Originally, UNIX did not have threads, which means some traditional UNIX APIs are problematic in threaded programs.

Using this test could check whether the currnt environment supports threads.

In most cases, it can be omitted.

Now look at the following statement:

var thread = new Thread<void> ("new_thread", thread_func);

We create a new thread and it will start immediately. The first argument is its name,the second one is the content of the new thread. The generic parameter is the type of value which a thread returns.
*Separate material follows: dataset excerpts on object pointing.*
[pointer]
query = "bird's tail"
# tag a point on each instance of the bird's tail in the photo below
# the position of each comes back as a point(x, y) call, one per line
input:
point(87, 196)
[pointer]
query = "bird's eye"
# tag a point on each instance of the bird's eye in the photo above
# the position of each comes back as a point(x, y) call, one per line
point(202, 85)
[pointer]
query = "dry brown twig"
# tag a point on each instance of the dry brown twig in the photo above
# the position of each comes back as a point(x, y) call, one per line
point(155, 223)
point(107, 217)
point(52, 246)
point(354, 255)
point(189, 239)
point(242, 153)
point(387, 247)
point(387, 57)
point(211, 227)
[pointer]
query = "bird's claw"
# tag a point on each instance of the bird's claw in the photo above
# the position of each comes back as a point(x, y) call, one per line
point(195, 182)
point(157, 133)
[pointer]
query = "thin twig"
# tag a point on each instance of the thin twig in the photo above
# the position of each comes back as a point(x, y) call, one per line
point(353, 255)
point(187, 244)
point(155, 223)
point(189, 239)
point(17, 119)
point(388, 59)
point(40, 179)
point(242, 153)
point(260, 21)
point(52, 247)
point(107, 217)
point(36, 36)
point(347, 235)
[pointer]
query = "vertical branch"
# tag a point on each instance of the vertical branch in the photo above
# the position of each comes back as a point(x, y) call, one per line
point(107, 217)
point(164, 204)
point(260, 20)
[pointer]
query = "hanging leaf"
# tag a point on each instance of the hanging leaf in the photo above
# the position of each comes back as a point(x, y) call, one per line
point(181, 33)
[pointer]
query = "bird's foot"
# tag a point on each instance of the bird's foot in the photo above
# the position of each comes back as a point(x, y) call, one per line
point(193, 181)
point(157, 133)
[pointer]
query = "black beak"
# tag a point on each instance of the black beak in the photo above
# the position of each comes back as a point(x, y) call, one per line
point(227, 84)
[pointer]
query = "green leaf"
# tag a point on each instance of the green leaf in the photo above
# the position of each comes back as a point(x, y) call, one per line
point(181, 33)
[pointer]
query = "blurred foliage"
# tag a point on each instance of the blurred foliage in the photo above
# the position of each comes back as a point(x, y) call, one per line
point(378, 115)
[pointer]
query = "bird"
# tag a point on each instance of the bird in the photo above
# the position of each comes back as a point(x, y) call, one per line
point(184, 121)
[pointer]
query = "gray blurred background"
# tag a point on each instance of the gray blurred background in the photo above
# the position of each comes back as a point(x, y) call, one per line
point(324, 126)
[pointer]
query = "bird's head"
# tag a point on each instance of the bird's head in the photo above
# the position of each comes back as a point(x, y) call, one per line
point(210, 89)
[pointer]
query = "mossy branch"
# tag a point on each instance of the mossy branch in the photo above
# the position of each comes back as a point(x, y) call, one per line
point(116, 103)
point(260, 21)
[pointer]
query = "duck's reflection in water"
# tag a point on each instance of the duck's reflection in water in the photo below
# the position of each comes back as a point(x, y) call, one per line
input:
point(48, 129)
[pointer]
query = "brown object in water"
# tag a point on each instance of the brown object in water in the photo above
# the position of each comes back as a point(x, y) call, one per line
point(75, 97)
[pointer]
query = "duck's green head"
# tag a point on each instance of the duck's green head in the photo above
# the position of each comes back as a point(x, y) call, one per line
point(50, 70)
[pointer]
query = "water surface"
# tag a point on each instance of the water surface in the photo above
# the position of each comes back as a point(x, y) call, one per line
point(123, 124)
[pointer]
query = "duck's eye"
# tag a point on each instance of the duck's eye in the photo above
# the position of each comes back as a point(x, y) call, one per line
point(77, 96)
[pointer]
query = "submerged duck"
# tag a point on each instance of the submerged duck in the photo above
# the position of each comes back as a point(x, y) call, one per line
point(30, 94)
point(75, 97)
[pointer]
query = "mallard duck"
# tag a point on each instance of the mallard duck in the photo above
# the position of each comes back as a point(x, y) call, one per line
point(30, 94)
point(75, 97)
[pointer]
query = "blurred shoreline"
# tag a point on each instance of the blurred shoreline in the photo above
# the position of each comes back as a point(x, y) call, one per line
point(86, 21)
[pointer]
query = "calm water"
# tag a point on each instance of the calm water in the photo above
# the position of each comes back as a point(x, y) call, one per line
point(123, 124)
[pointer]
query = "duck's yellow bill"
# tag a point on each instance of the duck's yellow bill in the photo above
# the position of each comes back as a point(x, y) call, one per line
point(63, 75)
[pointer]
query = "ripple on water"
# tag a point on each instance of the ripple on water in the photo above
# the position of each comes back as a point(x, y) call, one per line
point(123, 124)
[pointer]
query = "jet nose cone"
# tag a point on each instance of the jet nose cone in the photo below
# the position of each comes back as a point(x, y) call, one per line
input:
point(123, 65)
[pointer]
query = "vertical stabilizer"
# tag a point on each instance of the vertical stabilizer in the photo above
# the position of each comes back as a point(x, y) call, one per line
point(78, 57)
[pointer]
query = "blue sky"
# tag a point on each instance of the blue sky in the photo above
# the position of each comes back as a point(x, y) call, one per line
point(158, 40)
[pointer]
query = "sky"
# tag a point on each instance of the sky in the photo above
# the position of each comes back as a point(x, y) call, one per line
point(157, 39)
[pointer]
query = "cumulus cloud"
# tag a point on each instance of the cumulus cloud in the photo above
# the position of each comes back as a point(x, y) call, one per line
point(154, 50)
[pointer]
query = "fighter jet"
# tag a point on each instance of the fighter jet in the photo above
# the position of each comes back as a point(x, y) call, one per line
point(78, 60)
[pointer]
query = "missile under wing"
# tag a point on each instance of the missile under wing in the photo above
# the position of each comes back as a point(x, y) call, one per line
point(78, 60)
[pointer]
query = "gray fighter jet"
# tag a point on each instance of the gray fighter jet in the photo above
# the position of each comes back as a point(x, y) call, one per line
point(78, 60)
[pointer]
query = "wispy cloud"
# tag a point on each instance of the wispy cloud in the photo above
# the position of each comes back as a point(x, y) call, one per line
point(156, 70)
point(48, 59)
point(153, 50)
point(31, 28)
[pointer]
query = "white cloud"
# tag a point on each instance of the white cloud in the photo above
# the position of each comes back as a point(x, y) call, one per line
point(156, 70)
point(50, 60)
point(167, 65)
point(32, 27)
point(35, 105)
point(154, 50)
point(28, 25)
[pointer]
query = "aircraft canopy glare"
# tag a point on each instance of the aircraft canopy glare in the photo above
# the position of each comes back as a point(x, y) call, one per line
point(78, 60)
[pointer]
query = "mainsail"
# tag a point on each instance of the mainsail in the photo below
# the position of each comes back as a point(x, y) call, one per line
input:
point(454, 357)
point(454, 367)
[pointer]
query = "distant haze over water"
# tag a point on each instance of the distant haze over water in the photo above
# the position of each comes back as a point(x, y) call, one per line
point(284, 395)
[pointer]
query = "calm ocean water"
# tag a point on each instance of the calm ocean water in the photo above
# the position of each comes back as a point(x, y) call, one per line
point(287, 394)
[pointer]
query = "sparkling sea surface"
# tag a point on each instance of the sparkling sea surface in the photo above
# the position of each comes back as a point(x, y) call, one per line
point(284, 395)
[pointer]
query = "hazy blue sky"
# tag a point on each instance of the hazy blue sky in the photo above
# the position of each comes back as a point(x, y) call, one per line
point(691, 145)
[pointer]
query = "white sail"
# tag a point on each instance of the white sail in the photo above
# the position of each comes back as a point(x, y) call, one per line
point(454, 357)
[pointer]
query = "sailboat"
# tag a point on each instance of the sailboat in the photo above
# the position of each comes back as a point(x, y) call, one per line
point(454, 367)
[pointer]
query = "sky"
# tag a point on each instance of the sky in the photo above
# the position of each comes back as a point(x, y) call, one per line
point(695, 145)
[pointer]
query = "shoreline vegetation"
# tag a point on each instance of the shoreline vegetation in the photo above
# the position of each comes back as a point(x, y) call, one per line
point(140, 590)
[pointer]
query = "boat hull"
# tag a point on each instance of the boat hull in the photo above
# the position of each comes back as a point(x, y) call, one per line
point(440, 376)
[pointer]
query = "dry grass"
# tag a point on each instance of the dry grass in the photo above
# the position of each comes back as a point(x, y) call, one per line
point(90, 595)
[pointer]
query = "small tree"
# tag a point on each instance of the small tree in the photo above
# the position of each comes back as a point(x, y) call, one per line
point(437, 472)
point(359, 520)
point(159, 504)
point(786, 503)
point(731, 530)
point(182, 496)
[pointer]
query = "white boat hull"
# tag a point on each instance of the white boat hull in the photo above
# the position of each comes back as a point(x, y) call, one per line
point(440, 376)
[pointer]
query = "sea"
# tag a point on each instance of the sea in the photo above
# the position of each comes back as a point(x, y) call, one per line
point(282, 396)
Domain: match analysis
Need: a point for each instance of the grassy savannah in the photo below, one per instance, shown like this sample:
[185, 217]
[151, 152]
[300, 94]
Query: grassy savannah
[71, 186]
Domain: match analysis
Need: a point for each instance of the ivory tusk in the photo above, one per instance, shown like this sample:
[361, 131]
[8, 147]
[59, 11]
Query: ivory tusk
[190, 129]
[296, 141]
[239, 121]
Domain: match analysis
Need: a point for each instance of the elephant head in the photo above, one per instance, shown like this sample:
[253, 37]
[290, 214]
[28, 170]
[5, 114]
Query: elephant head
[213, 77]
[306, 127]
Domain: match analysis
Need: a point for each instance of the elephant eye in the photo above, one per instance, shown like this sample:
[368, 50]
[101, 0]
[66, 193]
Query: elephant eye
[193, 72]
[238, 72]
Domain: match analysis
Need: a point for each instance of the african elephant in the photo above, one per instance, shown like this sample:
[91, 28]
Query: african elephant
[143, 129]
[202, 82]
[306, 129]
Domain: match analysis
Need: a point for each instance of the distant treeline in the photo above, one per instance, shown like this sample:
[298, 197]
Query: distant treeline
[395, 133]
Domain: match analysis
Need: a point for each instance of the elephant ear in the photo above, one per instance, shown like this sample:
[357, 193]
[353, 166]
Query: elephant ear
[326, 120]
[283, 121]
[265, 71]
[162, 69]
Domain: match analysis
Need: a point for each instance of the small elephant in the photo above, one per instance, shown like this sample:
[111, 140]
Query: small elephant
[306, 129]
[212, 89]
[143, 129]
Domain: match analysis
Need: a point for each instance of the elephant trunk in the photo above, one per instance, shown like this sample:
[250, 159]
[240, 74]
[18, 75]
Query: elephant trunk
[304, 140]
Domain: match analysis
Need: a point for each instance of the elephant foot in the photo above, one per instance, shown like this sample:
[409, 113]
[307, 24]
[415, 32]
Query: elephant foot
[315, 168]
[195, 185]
The program will still not act as we expected, because we just Without any sort of event loop, a Vala program will terminate when its primary/root/parent thread (the one created to run “main”) ends. In order to control this behaviour, you can allow threads to cooperate. This can be done powerfully using event loops and asynchronous queues, but in this introduction to threading we will just show the basic capabilities of threads.

The child thread will be killed if its primary/parent thread has finished. According to this fact, we should tell the primary thread to wait for child threads to finish, by invoking a method join in module Thread.

// ......
var thread = new Thread<void> ("child_thread", thread_func);
stdout.printf("main_thread is running");
thread.join();   // Note

Because of the method join, the primary thread has to wait for child thread to finish.

What’s more, it is possible for a thread to tell the system that it currently has no need to execute, and thereby suggest that another thread should be run instead, this is done using the static method Thread.yield(). If this statement was placed at the end of the above main method, the runtime system will pause the main thread for an instant and check if there are other threads that can be run - on finding the newly created thread in a runnable state, it will run that instead until it is finished - and the program will act is it appears it should. However, there is no guarantee that this will happen still. The system is able to decide when threads run, and as such might not allow the new thread to finish before the primary thread is restarted and the program ends.

All these examples have a potential problem, in that the newly created thread doesn’t know the context in which it should run. In C you would supply the thread creation method with some data, in Vala instead you would normally pass an instance method, instead of a static method.

More samples in Threading Samples.

4.6.2. Resource Control

Whenever more than one thread of execution is running simultaneously, there is a chance that data are accessed simultaneously. This can lead to race conditions, where the outcome depends on when the system decides to switch between threads.

In order to control this situation, you can use the lock keyword to ensure that certain blocks of code will not be interrupted by other threads that need to access the same data. The best way to show this is probably with an example:

public class Test : GLib.Object {

    private int a { get; set; }

    public void action_1() {
        lock (a) {
            int tmp = a;
            tmp++;
            a = tmp;
        }
    }

    public void action_2() {
        lock (a) {
            int tmp = a;
            tmp--;
            a = tmp;
        }
    }
}

This class defines two methods, where both need to change the value of “a”. If there were no lock statements here, it would be possible for the instructions in these methods to be interweaved, and the resulting change to “a” would be effectively random. As there are the lock statements here, Vala will guarantee that if one thread has locked “a”, another thread that needs the same lock will have to wait its turn.

In Vala it is only possible to lock members of the object that is executing the code. This might appear to be a major restriction, but in fact the standard use for this technique should involve classes that are individually responsible for controlling a resource, and so all locking will indeed be internal to the class. Likewise, in above example all accesses to “a” are encapsulated in the class.